Incontri diretti tra i due Paesi dopo decenni, ma Hezbollah si oppone.
Si sono aperti a Washington i colloqui tra Israele e Libano, i primi incontri diretti dal 1993, con l'obiettivo di trovare una soluzione diplomatica al conflitto in corso. Marco Rubio, mediatore e anfitrione dei negoziati, ha espresso ottimismo, definendo l'incontro "un'opportunità storica". Il segretario di Stato americano ha sottolineato la complessità della situazione, auspicando progressi significativi.

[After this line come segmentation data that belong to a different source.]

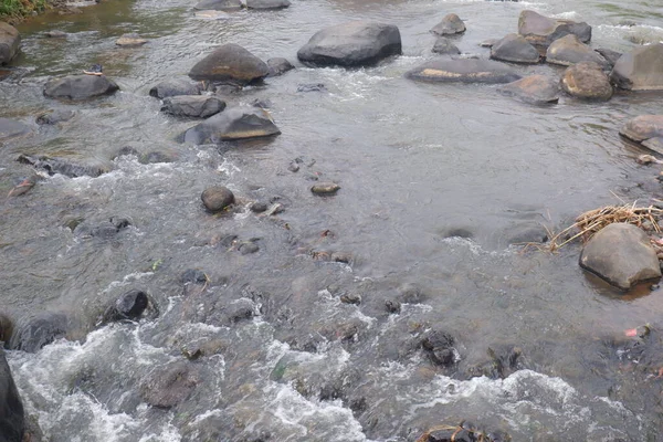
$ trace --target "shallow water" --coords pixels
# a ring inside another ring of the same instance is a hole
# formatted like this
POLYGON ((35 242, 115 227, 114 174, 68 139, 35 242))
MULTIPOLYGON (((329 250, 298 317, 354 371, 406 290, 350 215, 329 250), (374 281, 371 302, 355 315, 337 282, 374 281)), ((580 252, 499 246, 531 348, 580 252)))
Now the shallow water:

Il rappresentante israeliano Yechiel Leiter ha dichiarato che entrambe le parti sono unite nel desiderio di liberare il Libano dall'influenza di Hezbollah. Al termine delle discussioni, un comunicato congiunto ha parlato di "discussioni costruttive" e dell'intenzione di avviare negoziati diretti in futuro. Tuttavia, Hezbollah ha già dichiarato che non rispetterà alcun accordo derivante dai colloqui, rivendicando attacchi contro diverse città israeliane.
Il presidente libanese Joseph Aoun ha espresso la speranza che l'incontro possa segnare l'inizio della fine delle sofferenze del popolo libanese, pur sottolineando che la stabilità non sarà possibile finché Israele continuerà a occupare territori libanesi. Dal canto suo, il ministro degli Esteri israeliano Gideon Sa'ar ha ribadito la volontà di raggiungere la pace, indicando Hezbollah come il principale ostacolo.
Nonostante le buone intenzioni, il percorso verso la pace appare complesso. Gli Stati Uniti hanno esercitato pressioni su Israele per ridurre le tensioni, ma il premier israeliano Benyamin Netanyahu ha rifiutato di sospendere l'offensiva contro Hezbollah. Intanto, i ministri degli Esteri di 17 Paesi hanno esortato Israele e Libano a cogliere l'opportunità del negoziato, condannando gli attacchi di entrambe le parti.
Il conflitto ha già causato un alto numero di vittime: oltre 2.124 morti in Libano, tra cui 168 bambini, e circa un milione di sfollati. Gli scontri continuano, con Hezbollah che ha recentemente colpito diverse città israeliane, mentre l'Idf ha invitato la popolazione a rimanere vigile di fronte a possibili nuovi attacchi.